While Joe Horn was armed with a legal weapon, the appellate cases
discussing deadly force are instructive in the Horn case for one reason: the
courts generally reject self-defense claims when the shooter is the one
precipitating the confrontation. It can be argued that Joe Horn precipitated
the confrontation with DeJesus and Ortiz. He left the safety of his home,
where he faced no threat and against the instructions of the 911 operator, to
precipitate the confrontation. A prosecutor could argue and a jury could find
that Joe Horn went looking for “trouble” when he left his residence to
confront the two burglary suspects – and that finding could be supported by
his own stated intention that “I’m gonna kill them” before he left the
residence. However, given Harris County’s tough on crime persona,
coupled with the anti-illegal alien movement sweeping the country, an
indictment in this case seems doubtful and a conviction, after trial by jury,
unlikely.

CONCLUSION

Joe Horn has become a tragic figure. He is now being defined by others
based on their own personal views about society, race, and crime. He has
become a murderer to some and a hero to many. He recently told the news
media that if he had to do it all over again, he would have remained inside
his residence. Hindsight is indeed 20-20.

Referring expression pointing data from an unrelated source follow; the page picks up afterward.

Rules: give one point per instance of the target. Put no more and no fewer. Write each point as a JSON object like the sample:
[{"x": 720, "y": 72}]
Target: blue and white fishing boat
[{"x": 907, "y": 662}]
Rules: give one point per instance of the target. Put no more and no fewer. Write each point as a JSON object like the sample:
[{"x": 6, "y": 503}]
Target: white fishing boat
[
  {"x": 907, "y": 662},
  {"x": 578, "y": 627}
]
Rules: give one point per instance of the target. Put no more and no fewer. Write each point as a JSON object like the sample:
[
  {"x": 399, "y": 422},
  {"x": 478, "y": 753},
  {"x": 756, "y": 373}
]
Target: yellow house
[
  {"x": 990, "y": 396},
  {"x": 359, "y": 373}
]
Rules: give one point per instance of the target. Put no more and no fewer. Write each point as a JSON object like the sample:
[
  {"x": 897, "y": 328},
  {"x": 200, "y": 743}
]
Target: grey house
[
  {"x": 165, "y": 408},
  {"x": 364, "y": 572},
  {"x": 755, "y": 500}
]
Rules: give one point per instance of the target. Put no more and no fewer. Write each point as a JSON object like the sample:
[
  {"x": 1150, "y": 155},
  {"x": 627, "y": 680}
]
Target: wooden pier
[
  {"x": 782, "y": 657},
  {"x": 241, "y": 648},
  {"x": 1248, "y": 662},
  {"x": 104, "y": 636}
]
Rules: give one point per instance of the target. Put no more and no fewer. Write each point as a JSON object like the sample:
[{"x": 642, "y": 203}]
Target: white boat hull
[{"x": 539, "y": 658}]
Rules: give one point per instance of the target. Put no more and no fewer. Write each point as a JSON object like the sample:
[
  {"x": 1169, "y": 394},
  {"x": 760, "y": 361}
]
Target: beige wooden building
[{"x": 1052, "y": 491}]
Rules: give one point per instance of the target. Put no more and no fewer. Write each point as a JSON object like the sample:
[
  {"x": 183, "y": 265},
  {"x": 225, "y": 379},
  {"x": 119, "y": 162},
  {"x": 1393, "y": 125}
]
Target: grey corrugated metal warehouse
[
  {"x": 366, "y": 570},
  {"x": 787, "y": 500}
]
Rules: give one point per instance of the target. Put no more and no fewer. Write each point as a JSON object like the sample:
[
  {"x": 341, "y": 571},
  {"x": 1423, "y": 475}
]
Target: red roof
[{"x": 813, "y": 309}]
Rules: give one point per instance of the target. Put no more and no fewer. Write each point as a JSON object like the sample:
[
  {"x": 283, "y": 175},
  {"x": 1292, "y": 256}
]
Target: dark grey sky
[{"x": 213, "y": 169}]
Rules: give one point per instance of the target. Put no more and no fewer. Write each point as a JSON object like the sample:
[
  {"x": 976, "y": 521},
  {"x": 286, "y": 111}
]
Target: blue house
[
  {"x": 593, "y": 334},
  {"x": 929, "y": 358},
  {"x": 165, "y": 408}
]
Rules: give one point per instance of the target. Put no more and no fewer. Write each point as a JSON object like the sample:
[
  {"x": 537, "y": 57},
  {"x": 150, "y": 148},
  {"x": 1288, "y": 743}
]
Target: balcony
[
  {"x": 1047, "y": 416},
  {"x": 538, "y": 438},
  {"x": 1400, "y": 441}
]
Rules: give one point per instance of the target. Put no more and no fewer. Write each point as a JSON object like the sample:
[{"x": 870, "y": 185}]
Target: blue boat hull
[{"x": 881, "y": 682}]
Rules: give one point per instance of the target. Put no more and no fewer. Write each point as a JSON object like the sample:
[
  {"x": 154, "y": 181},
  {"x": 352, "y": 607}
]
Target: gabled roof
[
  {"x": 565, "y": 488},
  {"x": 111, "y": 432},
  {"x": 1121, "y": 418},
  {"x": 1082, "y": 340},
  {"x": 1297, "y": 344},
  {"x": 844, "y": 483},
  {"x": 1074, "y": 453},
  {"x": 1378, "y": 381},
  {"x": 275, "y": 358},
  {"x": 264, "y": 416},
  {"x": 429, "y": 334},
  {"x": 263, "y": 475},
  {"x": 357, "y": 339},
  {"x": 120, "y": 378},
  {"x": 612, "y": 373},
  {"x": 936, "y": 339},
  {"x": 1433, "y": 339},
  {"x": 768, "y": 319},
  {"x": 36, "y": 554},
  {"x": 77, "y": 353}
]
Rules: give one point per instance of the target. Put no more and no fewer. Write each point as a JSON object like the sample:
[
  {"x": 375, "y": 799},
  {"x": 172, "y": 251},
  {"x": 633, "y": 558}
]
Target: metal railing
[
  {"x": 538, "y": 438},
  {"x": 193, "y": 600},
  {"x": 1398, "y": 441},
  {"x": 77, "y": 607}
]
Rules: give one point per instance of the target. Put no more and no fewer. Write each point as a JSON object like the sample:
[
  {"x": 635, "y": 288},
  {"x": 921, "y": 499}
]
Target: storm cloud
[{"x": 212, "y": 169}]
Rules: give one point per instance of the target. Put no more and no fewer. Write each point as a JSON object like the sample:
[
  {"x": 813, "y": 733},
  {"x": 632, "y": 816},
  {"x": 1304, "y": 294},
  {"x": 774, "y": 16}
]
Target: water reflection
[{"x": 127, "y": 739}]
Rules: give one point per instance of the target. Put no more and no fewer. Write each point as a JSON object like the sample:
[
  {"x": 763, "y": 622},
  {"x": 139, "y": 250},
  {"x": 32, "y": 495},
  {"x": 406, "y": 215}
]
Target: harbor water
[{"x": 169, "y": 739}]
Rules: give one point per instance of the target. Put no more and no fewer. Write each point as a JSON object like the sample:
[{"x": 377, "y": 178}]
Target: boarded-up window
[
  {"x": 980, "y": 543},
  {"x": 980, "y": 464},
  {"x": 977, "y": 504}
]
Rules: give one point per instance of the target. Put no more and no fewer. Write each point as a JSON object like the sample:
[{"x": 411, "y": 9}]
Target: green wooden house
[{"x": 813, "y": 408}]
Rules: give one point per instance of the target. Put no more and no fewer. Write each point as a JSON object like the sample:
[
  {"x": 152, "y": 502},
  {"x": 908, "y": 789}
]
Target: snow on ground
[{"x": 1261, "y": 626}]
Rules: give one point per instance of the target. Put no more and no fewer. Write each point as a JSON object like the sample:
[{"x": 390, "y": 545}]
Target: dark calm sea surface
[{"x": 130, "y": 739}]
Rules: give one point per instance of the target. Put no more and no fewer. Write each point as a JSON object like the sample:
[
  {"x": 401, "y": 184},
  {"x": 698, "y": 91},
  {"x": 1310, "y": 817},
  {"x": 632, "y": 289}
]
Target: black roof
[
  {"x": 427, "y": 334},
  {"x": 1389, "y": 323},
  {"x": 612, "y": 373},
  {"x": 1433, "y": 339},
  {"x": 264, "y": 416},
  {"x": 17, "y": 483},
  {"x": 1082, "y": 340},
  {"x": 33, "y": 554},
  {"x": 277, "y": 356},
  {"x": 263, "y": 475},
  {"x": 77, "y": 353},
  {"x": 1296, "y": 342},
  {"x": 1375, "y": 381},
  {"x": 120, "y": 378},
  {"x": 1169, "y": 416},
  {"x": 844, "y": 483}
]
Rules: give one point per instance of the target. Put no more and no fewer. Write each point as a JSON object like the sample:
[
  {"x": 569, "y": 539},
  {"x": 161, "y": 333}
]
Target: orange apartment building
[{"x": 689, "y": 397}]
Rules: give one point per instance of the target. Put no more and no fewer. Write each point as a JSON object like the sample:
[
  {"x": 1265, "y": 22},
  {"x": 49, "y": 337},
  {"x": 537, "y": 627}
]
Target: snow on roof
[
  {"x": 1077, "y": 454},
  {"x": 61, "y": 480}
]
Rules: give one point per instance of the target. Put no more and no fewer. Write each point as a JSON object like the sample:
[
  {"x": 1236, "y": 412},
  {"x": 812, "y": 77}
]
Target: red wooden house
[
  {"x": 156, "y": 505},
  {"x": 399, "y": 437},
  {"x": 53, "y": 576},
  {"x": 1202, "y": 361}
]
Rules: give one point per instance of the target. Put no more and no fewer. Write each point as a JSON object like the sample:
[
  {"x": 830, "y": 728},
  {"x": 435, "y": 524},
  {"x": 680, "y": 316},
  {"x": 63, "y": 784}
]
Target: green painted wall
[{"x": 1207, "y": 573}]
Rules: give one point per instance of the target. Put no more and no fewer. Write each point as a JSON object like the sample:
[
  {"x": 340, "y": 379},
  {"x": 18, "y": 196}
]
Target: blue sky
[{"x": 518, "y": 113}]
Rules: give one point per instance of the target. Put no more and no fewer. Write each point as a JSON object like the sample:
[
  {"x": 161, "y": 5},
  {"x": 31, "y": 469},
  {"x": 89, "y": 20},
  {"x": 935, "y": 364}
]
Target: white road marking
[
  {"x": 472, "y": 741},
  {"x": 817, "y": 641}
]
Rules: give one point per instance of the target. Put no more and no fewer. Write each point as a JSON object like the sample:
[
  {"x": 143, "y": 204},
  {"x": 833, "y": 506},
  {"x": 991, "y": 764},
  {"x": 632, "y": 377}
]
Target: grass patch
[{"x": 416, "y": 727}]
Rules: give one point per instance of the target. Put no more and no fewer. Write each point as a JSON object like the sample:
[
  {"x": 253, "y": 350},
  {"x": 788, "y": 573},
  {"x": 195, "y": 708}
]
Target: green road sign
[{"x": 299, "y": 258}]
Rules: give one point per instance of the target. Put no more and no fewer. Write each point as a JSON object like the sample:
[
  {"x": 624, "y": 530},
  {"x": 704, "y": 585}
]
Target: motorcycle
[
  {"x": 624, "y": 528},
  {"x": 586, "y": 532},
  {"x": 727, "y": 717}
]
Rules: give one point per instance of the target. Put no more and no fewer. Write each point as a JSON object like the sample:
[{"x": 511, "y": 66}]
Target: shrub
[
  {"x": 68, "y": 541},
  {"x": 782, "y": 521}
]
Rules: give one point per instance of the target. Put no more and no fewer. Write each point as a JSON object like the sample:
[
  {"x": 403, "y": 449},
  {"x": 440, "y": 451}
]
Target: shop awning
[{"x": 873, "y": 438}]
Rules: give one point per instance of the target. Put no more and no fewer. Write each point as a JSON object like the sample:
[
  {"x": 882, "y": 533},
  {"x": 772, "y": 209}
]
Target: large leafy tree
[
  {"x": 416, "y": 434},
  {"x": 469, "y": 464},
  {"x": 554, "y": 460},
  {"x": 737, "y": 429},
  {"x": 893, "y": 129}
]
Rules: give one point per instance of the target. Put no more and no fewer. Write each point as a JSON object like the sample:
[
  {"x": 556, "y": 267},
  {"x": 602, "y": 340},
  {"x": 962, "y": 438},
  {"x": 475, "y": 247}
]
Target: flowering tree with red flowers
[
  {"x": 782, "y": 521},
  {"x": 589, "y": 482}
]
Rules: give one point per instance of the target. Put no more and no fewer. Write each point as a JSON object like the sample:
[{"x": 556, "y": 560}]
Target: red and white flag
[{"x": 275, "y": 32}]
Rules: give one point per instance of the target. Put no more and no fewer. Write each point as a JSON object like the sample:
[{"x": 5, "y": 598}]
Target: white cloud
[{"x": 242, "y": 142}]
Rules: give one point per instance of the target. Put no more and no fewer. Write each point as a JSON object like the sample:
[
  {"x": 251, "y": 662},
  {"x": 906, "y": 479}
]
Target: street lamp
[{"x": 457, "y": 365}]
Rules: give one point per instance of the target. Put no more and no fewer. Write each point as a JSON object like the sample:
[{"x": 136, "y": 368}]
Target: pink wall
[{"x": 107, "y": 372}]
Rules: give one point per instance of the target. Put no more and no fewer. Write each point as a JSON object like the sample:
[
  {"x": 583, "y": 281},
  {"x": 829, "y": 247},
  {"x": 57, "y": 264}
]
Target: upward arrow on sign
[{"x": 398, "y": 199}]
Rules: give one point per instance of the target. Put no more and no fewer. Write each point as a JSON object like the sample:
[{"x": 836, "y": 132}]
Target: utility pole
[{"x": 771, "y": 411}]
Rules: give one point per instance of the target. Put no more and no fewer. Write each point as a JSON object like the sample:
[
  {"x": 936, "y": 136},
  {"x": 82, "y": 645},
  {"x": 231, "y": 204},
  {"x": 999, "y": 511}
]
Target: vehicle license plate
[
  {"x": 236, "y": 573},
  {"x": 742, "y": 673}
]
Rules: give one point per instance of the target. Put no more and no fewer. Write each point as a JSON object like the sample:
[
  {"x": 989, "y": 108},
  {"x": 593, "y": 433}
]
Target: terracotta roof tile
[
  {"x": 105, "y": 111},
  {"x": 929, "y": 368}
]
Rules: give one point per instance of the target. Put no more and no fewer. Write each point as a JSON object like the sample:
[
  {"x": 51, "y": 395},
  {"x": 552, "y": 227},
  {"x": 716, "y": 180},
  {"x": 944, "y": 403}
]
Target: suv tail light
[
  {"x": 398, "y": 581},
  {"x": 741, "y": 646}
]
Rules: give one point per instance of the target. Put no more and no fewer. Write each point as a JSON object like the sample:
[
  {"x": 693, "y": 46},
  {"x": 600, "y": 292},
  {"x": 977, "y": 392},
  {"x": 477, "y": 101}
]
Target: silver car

Beyond a doubt, Horn’s life is now in personal and legal turmoil. The peace
of his neighborhood has been shattered by activists and bikers hurling racial
slurs and physical threats at each other. The neighbor whose home was
burglarized and who did not know Joe Horn that well now finds himself at
the epicenter of this roiling public debate.

No rational person can question the inalienable right of every person to


protect oneself, one’s family, and one’s home. This natural right, embodied
in constitutions and statutes across the country, exists concurrent with our
duty to protect and defend our nation’s sovereignty.

But with any vested natural or state-bestowed right attaches an individual


obligation to exercise that right in a responsible, rational manner. Laws exist
to curb the excesses of human behavior – and that includes the criminal
behavior of DeJesus and Ortiz, and the law will ultimately determine
whether Joe Horn acted in self-defense when he killed the two men.